L’Ordre et la Morale
L'Ordre et la Morale
Fiche technique
Mon avis
On ne peut pas dire que les réalisateurs français soient généralement très enclins à aborder l’histoire récente de leur pays, à l’inverse des réalisateurs états-uniens, par exemple. Le fait que Mathieu Kassovitz s’attache à traiter la tragédie de la grotte d’Ouvéa est donc en soit une démarche à saluer, d’autant plus que le sujet est sensible et que les obstacles pour monter ce projet ont été nombreux. Ce film marque aussi le retour du réalisateur à un cinéma engagé, après avoir signé quelques films de genre (thriller, SF) plus impersonnels, notamment à Hollywood.

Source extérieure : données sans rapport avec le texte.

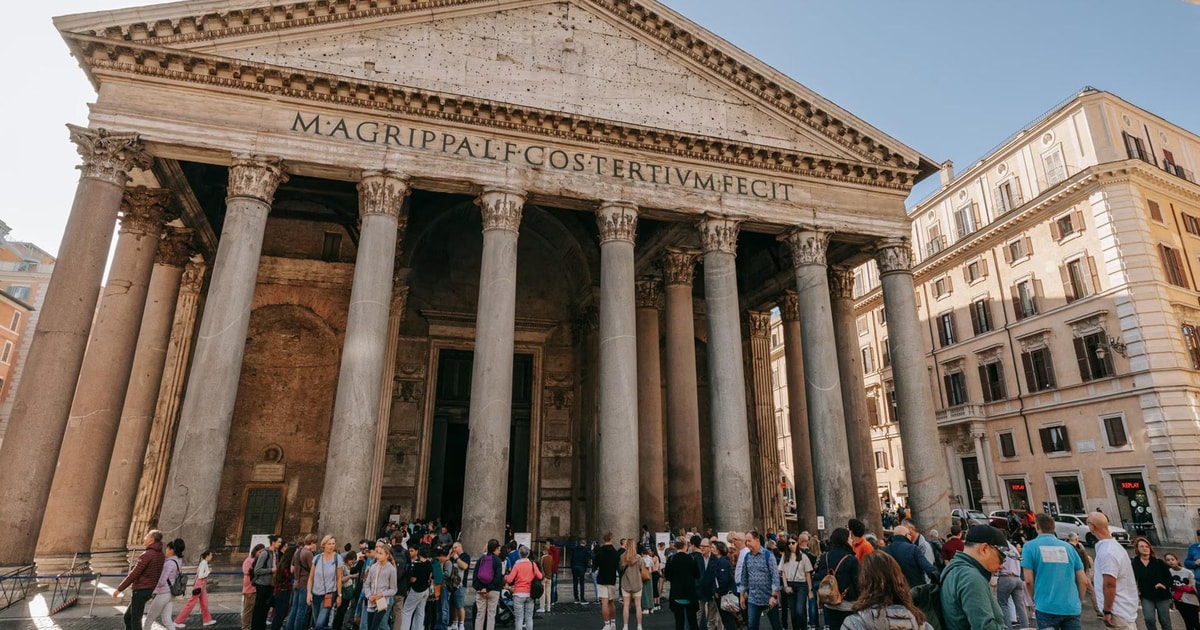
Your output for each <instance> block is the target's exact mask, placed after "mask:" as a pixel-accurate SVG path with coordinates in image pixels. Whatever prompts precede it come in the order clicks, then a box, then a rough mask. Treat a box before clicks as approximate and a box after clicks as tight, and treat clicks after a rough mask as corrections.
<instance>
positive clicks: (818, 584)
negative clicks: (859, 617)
mask: <svg viewBox="0 0 1200 630" xmlns="http://www.w3.org/2000/svg"><path fill="white" fill-rule="evenodd" d="M812 575H814V578H816V580H818V582H817V604H820V605H821V607H822V608H824V612H826V624H827V625H828V626H829V630H841V623H842V622H844V620H845V619H846V618H847V617H850V616H851V614H853V612H854V600H857V599H858V559H857V558H854V550H853V548H851V546H850V530H848V529H846V528H845V527H839V528H838V529H834V530H833V533H832V534H829V551H826V552H824V553H823V554H822V556H821V558H818V559H817V566H816V570H815V571H814V574H812Z"/></svg>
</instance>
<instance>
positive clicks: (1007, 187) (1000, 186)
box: [995, 178, 1021, 215]
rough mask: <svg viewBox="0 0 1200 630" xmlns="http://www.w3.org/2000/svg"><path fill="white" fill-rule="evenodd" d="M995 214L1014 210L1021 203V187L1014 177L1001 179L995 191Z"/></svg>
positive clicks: (996, 187)
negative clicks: (1016, 182) (1004, 180)
mask: <svg viewBox="0 0 1200 630" xmlns="http://www.w3.org/2000/svg"><path fill="white" fill-rule="evenodd" d="M995 202H996V214H997V215H1003V214H1004V212H1008V211H1012V210H1016V209H1018V208H1020V205H1021V187H1020V186H1018V185H1016V178H1012V179H1008V180H1006V181H1002V182H1001V184H1000V186H996V191H995Z"/></svg>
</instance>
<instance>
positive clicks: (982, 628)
mask: <svg viewBox="0 0 1200 630" xmlns="http://www.w3.org/2000/svg"><path fill="white" fill-rule="evenodd" d="M1007 551H1008V539H1007V538H1006V536H1004V533H1003V532H1001V530H1000V529H996V528H995V527H991V526H984V524H979V526H973V527H972V528H971V529H968V530H967V535H966V539H965V540H964V548H962V551H961V552H959V553H958V554H955V556H954V558H953V559H952V560H950V563H949V564H948V565H946V571H944V572H943V575H942V587H941V598H942V618H943V620H944V622H946V623H944V626H946V628H955V629H958V628H961V629H967V628H970V629H971V630H1007V628H1008V624H1007V623H1006V622H1004V613H1003V612H1002V611H1001V610H1000V601H997V600H996V595H994V594H992V590H991V576H992V574H995V572H996V571H998V570H1000V568H1001V565H1002V564H1003V563H1004V557H1006V554H1007Z"/></svg>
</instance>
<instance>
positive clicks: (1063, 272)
mask: <svg viewBox="0 0 1200 630" xmlns="http://www.w3.org/2000/svg"><path fill="white" fill-rule="evenodd" d="M1058 276H1060V277H1061V278H1062V294H1063V295H1066V296H1067V304H1070V302H1073V301H1075V300H1076V299H1078V298H1079V295H1075V289H1074V287H1072V286H1070V272H1069V271H1067V265H1058Z"/></svg>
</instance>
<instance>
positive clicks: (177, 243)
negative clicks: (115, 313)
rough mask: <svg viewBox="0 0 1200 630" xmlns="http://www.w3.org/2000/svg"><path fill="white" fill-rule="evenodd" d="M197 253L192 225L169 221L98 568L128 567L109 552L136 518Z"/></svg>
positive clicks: (135, 356)
mask: <svg viewBox="0 0 1200 630" xmlns="http://www.w3.org/2000/svg"><path fill="white" fill-rule="evenodd" d="M192 253H193V248H192V233H191V230H188V229H182V228H170V227H168V228H167V234H166V236H164V238H163V239H162V240H161V241H160V242H158V253H157V256H156V258H155V264H154V271H152V274H151V276H150V288H149V290H148V293H146V304H145V313H144V314H143V317H142V330H140V331H139V332H138V342H137V350H136V352H134V354H133V368H132V372H131V374H130V384H128V388H127V390H126V394H125V406H124V407H122V408H121V420H120V426H119V427H118V430H116V443H115V444H114V446H113V457H112V461H110V462H109V464H108V476H107V479H106V480H104V493H103V497H102V498H101V502H100V512H98V515H97V517H96V532H95V534H94V535H92V539H91V551H92V558H91V566H92V569H94V570H106V572H109V571H112V570H121V569H125V568H127V565H126V557H125V554H124V553H120V554H113V553H108V552H112V551H114V550H121V551H125V548H126V540H127V539H128V535H130V523H131V522H132V518H133V500H134V498H136V497H137V490H138V481H139V480H140V479H142V469H143V461H144V458H145V454H146V442H148V440H149V439H150V426H151V422H152V421H154V410H155V406H156V403H157V402H158V388H160V385H161V384H162V373H163V366H164V365H166V362H167V347H168V344H169V343H170V328H172V324H173V323H174V320H175V305H176V304H178V302H179V287H180V282H181V278H182V275H184V265H185V264H187V260H188V259H190V258H191V256H192Z"/></svg>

Kassovitz s’inspire ici des récits du capitaine Legorjus, tout empreints de mauvaise conscience et porteurs d’une condamnation sans appel de l’armée et du gouvernement français de l’époque, coupables à ses yeux d’avoir privilégié la démonstration de force au règlement pacifique, à des fins politiciennes dans un contexte électoral. Le côté “témoignage à charge” est une limite du film que l’on peut trouver trop subjectif et manichéen. Le scénario fonctionne en effet par opposition : gendarmerie / armée, Élysée (F. Mitterrand) / Matignon (J. Chirac), loyauté / trahison. Il n’en est pas moins captivant dans sa façon d’analyser la situation d’alors et de cerner les enjeux cachés derrière ce qu’on a appelé pudiquement “les événements” de 1988. Le cinéaste et acteur évoque les relents du colonialisme, les manipulations politiques, tout en soignant l’action et le suspense. L’ensemble est joliment maîtrisé, ponctué de belles idées de mise en scène (notamment lors de la reconstitution de l’attaque de la gendarmerie). On sent que le réalisateur s’est aussi “fait plaisir” avec quelques séquences de guerre, façon Platoon ou Apocalypse Now. C’est un poil démonstratif mais bien fait. Pour les dialogues, c’est un peu le même topo : parfois trop écrits, mais de qualité.
Au final, il faut prendre ce film pour ce qu’il est : un film à thèse, efficace, qui a le mérite d’éveiller les consciences sur un sujet tragique et politique, entouré de zones d’ombre.